His mother had insurance that would cover his stay at St. Joseph Mercy Hospital’s rehab center, and he eagerly agreed to go. “I remember doing the intake, confessing what my consumption was. There was some godlike moment of clarity for me.” But when he returned home, he quickly realized that nothing–neither his parents’ drug abuse nor the physical abuse–had changed.
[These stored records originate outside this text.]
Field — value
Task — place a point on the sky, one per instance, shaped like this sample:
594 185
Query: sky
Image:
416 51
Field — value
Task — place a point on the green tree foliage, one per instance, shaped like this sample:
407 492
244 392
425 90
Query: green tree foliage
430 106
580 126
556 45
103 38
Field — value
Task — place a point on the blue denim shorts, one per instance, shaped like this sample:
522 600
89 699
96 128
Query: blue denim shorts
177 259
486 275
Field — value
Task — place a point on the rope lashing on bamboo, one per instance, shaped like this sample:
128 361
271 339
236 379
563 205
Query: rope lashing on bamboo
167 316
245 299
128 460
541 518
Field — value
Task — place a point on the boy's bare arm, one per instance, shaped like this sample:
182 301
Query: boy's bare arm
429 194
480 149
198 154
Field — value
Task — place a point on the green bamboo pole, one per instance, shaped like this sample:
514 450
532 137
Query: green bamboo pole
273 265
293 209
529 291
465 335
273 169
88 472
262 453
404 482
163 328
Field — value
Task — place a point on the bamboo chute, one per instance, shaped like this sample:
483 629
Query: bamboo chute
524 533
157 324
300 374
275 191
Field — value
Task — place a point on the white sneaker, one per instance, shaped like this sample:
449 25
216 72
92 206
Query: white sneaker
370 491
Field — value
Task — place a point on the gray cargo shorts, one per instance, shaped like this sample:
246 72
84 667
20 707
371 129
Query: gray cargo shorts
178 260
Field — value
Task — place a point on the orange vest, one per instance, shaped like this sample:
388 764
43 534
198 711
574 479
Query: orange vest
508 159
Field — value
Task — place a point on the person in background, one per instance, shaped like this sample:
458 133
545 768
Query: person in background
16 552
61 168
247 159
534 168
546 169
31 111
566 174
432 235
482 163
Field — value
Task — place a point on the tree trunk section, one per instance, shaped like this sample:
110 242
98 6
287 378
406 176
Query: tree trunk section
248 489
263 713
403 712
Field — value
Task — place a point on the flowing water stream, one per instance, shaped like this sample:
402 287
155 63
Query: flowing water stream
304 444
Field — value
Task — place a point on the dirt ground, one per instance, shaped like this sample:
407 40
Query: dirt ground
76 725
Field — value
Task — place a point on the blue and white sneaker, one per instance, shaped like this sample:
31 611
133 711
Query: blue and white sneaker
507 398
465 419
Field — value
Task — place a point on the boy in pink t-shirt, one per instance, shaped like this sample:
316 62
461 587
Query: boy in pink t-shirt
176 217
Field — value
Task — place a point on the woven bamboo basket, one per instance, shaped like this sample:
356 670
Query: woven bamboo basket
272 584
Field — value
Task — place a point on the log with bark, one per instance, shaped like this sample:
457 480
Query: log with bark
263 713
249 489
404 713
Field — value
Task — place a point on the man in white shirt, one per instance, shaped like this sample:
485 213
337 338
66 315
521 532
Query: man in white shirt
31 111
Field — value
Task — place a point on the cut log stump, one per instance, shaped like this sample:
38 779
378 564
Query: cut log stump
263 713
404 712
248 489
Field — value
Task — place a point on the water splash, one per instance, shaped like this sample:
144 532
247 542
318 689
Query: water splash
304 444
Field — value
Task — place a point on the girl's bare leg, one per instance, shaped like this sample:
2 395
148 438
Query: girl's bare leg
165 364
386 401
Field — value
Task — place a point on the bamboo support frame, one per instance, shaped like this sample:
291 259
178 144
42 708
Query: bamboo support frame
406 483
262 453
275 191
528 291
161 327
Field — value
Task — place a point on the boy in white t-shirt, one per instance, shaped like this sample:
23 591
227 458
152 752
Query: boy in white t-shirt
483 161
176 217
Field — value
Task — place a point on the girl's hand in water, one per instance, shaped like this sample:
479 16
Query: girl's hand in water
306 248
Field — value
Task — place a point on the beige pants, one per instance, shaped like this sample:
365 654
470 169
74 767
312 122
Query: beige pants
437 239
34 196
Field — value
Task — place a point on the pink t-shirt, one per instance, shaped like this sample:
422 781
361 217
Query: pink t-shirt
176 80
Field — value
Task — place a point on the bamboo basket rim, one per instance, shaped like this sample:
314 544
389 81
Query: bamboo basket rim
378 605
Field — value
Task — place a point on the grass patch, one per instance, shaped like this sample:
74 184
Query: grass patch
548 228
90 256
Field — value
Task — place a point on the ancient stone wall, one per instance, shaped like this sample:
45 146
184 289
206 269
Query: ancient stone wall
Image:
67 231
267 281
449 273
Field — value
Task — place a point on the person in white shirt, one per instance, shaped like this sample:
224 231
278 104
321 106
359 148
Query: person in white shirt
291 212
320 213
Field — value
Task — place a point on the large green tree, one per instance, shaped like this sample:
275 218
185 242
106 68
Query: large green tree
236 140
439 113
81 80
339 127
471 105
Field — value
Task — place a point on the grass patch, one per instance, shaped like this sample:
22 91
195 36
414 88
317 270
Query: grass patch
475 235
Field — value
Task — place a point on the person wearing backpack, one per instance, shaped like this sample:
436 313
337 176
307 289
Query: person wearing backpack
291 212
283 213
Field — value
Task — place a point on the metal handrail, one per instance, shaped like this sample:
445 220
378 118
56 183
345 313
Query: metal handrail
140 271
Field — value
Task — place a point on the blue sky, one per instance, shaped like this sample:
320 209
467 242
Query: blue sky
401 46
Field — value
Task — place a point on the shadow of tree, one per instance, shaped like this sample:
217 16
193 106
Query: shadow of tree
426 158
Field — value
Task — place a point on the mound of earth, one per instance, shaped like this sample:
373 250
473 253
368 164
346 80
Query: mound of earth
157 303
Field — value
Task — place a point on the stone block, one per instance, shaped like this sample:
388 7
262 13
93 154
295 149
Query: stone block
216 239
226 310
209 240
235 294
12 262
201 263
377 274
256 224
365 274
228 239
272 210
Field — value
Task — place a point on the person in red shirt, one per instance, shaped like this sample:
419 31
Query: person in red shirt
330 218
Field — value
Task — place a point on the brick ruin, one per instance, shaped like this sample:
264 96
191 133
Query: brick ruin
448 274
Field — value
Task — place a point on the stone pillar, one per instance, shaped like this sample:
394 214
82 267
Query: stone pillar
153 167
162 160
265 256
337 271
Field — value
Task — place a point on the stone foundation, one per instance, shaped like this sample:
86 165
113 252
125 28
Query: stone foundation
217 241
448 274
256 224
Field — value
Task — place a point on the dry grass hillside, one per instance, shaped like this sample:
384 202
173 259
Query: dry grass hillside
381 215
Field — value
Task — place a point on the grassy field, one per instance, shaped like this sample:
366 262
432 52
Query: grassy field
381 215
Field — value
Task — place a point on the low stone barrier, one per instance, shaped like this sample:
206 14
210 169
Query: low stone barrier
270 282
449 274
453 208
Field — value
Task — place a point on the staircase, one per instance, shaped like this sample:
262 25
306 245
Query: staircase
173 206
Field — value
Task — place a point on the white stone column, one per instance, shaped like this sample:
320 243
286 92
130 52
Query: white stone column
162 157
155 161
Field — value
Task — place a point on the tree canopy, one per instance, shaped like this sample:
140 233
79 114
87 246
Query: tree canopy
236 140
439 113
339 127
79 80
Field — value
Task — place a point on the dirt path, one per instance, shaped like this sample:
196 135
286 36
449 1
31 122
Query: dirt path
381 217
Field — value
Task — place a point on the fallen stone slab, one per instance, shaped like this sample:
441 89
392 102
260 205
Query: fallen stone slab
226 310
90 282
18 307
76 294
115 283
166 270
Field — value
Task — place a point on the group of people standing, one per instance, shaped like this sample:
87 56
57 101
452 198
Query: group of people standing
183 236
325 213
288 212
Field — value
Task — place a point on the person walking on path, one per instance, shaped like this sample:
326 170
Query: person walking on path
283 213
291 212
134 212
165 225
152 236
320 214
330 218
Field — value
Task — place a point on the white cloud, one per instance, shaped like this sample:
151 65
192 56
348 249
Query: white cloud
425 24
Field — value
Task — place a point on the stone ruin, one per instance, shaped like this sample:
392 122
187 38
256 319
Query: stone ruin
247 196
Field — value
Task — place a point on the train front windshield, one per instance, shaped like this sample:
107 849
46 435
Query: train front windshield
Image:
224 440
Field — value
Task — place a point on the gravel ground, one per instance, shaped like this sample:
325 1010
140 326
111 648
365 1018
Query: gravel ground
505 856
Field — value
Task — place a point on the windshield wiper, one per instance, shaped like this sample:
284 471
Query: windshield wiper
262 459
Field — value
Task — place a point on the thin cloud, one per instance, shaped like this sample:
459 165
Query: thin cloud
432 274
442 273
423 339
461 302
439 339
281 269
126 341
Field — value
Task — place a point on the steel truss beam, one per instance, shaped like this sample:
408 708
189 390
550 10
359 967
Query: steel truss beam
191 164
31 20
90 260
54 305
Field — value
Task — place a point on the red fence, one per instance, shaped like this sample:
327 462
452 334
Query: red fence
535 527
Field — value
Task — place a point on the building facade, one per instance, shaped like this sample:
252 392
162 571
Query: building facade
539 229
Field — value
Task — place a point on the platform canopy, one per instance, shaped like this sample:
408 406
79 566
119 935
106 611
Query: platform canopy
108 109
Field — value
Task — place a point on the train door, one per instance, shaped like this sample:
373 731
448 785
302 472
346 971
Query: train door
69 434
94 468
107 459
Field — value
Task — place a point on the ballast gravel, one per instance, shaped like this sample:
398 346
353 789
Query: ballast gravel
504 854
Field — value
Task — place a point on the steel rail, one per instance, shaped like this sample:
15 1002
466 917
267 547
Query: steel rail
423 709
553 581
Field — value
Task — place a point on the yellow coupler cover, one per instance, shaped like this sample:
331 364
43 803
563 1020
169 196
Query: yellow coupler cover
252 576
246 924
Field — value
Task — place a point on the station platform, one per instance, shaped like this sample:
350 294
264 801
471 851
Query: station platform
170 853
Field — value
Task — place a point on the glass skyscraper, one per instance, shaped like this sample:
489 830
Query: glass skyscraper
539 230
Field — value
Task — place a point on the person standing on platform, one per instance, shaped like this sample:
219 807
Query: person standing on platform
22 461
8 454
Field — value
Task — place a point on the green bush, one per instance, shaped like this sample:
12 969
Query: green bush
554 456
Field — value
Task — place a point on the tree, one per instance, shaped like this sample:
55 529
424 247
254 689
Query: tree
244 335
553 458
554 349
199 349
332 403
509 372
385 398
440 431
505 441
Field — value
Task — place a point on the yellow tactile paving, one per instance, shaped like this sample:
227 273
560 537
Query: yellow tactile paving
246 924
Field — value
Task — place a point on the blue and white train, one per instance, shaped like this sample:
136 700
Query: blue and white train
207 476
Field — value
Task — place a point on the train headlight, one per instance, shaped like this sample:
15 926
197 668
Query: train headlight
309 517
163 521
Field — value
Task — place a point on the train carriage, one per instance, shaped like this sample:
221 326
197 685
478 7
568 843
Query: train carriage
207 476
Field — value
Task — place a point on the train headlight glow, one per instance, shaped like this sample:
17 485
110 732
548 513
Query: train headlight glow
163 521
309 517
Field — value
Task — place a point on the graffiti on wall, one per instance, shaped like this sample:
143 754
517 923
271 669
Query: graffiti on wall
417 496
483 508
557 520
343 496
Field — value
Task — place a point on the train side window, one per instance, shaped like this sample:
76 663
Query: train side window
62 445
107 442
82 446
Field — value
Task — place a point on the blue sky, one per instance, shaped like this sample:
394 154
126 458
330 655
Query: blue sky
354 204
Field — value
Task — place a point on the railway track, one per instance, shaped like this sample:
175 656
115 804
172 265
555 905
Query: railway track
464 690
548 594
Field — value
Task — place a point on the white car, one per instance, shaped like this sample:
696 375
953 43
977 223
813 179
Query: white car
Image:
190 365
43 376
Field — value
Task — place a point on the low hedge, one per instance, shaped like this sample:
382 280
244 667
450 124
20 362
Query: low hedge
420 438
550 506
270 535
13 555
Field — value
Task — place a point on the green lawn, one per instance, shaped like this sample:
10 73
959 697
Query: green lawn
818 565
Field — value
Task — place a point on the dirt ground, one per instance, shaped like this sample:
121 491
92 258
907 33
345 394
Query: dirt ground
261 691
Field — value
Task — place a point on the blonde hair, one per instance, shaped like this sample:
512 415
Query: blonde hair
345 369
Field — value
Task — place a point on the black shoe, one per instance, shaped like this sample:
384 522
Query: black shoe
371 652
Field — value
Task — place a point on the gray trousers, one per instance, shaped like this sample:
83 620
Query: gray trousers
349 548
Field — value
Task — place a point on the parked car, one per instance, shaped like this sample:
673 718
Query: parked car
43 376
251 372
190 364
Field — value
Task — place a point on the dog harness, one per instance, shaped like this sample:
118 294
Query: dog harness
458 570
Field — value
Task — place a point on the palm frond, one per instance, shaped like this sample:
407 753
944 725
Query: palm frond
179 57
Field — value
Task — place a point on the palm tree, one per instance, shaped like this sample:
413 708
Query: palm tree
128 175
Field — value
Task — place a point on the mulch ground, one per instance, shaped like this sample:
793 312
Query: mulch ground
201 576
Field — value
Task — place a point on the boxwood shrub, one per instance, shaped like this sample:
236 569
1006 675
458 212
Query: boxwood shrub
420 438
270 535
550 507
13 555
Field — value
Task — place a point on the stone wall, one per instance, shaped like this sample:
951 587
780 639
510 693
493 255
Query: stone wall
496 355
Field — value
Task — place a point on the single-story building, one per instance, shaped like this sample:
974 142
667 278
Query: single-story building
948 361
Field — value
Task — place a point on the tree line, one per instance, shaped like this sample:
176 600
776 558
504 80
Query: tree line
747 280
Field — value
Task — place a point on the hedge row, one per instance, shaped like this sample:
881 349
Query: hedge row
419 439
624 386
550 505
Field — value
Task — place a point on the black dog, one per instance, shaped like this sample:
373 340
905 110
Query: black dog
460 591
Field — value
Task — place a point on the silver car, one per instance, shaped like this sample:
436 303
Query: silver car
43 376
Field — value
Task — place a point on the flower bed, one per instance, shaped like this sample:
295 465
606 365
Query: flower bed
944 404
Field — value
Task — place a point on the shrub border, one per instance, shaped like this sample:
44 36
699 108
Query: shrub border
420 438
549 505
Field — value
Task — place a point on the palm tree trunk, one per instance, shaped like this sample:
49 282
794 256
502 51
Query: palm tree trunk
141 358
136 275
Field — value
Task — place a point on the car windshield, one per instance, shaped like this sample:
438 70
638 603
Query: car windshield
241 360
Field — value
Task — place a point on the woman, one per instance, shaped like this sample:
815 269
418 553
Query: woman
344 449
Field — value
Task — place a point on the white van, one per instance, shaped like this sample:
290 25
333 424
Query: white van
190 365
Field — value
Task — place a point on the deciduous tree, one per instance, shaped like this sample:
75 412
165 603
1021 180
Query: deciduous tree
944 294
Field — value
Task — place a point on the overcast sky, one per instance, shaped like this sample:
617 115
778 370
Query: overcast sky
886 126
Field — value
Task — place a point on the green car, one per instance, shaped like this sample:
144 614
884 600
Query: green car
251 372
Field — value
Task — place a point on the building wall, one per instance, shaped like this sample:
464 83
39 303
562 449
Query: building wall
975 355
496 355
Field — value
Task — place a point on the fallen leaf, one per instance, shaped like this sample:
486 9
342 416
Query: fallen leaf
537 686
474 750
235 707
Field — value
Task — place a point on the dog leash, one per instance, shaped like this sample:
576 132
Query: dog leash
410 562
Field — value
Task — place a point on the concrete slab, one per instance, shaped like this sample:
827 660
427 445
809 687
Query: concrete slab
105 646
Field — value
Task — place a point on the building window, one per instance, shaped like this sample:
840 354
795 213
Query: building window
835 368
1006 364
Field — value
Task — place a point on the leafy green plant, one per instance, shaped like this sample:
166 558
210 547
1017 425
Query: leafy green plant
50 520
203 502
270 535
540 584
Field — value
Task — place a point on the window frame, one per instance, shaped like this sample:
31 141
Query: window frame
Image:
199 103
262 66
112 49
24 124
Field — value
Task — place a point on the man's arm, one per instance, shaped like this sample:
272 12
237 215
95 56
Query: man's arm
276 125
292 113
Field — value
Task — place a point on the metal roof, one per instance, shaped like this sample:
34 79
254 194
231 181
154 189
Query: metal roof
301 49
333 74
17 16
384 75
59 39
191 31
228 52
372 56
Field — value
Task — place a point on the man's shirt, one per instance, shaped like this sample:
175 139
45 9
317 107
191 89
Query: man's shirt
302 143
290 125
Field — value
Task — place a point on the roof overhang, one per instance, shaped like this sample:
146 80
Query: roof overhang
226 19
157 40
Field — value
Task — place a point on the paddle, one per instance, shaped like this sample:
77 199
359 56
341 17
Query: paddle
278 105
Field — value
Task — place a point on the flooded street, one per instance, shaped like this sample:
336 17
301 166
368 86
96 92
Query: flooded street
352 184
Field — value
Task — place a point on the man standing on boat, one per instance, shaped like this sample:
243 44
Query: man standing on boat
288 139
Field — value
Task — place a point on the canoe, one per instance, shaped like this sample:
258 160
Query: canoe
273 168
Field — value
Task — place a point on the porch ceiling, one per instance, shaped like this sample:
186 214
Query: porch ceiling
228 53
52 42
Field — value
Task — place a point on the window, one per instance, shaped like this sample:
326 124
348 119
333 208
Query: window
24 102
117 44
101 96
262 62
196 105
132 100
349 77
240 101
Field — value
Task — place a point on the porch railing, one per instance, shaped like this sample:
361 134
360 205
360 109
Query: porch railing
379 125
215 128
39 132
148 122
When his after-care counselor insisted he move out, Fields became emancipated at sixteen. He dropped out of high school and spent the next five years struggling to put his life in order, although he never again touched drugs or alcohol.

Realizing he was at a crossroads, one of his AA sponsors introduced him to Ron Harrison. “We became much more than patient and therapist. We became great friends,” Fields says. One of his biggest challenges had been to accept the frequent references to God in AA’s program. “I was raised with a Catholic God who was damning and eager to send me to hell,” Fields explains. “I never felt I could be good enough for God. But Ron suggested I write a want ad for the god I hoped to find. I wrote the things I thought were important in a higher power. And that worked for me.”

Fields married a recovering addict, with the understanding that if either one relapsed, they would be cut off from the family and finances until rehab was successful. “It’s awesome how well that agreement has worked for us,” he says. But twelve years ago, he was seriously injured by a drunken motorist.

He had to give up his work as a house painter and learn to walk and talk all over again. Since then, Fields has cared for his three young children. He also teaches spin classes, volunteers in the schools, works with his church youth program, and recently started taking community college classes. And he sponsors three recovering addicts in AA.

“Ron was only the second male in my life who did not hurt me in some way,” Fields explains. “He modeled what I want to give my kids and my community. I’ll never be able to repay my debt to him. But I’ll try.”